Translations is set in Ireland in the 1830s where the colonising British are constructing an ordnance survey map, Anglicising (“standardising”) place names and setting up National Schools where attendance will be compulsory and everything will be taught in English. Friel is clearly linking the annexing of his country by the British with later “Troubles” which were rife in 1980 when the play was written.
The setting is a “hedge school” run by an elderly man and his son, at which adults can learn Latin, Greek, mathematics and more. It’s a play about language. Friel’s skilled script allows us to believe that most of the cast are speaking Gaelic most of the time although the play is written in English.
This production delivers the message as movingly as any professional take on Translations – staged on Max Batty’s all-encompassing set with a homely room complete with manger and stairs at the back. Grassy steps at stage left suggest the outer entrance. It’s an imaginative use of the Tower Theatre’s triangular playing space. The incidental Irish folk music (Colin Guthrie) adds ambience.

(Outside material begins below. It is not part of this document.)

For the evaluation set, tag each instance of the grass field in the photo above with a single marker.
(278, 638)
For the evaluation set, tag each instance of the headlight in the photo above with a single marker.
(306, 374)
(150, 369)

The generally good cast includes an outstanding performance from Oscar Gill as Owen. He is the worldly son who has come home from England to his father and brother. In cahoots with the army, he has a foot in either camp, acts as a translator and Gill’s interpretation gives him real depth. Varvara Barmpouni impresses as Sarah, an elective mute, gradually learning to speak again. Her role involves a lot of eloquent active listening. Allan Maddrell’s work as the gentle, kind, troubled Manus is pleasing too.
Rather less successful is Robert Pennant Jones as the elderly, hesitant, doddery Hugh. Everyone else in the cast speaks with an Irish accent (carrying degrees of authenticity) which is why the voices of the two British officers (Charlie Patterson and Peter Molloy – both strong) always come as such an intrusive shock. But Pennant Jones sounds like a rather mannered, slow-of- speech Etonian and it grates.
Translations is probably Brian Friel’s best known play partly because it has long been a curriculum favourite which means that many people have studied it at A Level. Its fame is also due to its universal, timeless message which it speaks at so many levels. Language and culture lie at the heart of identity and any attempt to dent that is profoundly, dangerously disruptive. Think of the Taliban, the Russian war with Ukraine or even “woke” vocabulary manipulation in the UK.